Kristy Gammon, résidente de Nouvelle-Écosse, voyageait régulièrement aux États-Unis depuis le Canada, profitant de séjours de ski à Lake Placid dans l’État de New York et assistant aux matchs de baseball des Orioles à Baltimore, une passion de son mari. Cependant, ces escapades appartiennent désormais au passé. Cette année, elle a même évité de passer par les États-Unis en se rendant en Ontario, un détour pour un trajet qui, autrement, dure 18 heures.
Depuis l’investiture de Donald Trump, cette sexagénaire, comme beaucoup de ses amis canadiens, a décidé de cesser de visiter les États-Unis en signe de protestation contre les politiques qu’ils jugent inacceptables et les mesures commerciales prises à l’encontre du Canada.

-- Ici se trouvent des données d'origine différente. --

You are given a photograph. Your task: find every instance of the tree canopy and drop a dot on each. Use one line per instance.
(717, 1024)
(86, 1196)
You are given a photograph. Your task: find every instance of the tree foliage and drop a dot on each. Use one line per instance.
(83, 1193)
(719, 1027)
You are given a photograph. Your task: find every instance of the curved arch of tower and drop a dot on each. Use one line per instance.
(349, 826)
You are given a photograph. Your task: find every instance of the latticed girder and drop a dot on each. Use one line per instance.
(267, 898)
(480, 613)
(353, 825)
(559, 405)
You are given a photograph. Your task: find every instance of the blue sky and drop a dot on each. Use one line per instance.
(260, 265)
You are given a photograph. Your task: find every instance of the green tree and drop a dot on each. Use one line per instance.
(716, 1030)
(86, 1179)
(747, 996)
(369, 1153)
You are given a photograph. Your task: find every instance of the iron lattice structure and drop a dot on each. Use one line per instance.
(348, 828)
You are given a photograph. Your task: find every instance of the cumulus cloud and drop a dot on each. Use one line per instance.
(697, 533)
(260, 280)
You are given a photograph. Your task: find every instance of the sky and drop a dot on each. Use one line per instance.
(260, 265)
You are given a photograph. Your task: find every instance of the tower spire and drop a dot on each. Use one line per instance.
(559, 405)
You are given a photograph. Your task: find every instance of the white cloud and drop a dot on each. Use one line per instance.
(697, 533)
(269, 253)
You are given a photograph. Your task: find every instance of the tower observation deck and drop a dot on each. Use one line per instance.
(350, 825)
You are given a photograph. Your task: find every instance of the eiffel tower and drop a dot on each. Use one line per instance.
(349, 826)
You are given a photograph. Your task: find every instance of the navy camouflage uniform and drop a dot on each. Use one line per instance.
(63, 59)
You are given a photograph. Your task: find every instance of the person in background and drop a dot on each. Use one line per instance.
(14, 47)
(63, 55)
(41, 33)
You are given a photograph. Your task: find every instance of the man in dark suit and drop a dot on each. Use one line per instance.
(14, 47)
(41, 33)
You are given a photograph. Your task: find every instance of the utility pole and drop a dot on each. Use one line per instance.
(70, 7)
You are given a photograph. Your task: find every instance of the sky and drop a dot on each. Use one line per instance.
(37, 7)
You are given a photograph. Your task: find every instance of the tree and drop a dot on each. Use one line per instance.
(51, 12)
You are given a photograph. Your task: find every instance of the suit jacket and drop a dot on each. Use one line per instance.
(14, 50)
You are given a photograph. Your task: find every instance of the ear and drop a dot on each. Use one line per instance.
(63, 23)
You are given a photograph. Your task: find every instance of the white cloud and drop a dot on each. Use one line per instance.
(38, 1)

« Il y a tant de choses qui nous horrifient sur la façon dont cette administration agit sur le plan international, son comportement envers ses propres citoyens, et la manière dont elle traite ses alliés et voisins, notamment le Canada », souligne Mme Gammon.
Ce choix de ne plus se rendre chez leurs voisins du sud n’est pas un cas isolé, mais s’inscrit dans une tendance en pleine expansion.
Octobre a marqué le dixième mois consécutif de baisse du nombre de Canadiens voyageant vers les États-Unis. Selon des données publiées cette semaine par l’office des statistiques du Canada, le voyage aérien vers les États-Unis a chuté de près de 24 %, tandis que le transport routier a enregistré une baisse de plus de 30 % par rapport à l’année précédente.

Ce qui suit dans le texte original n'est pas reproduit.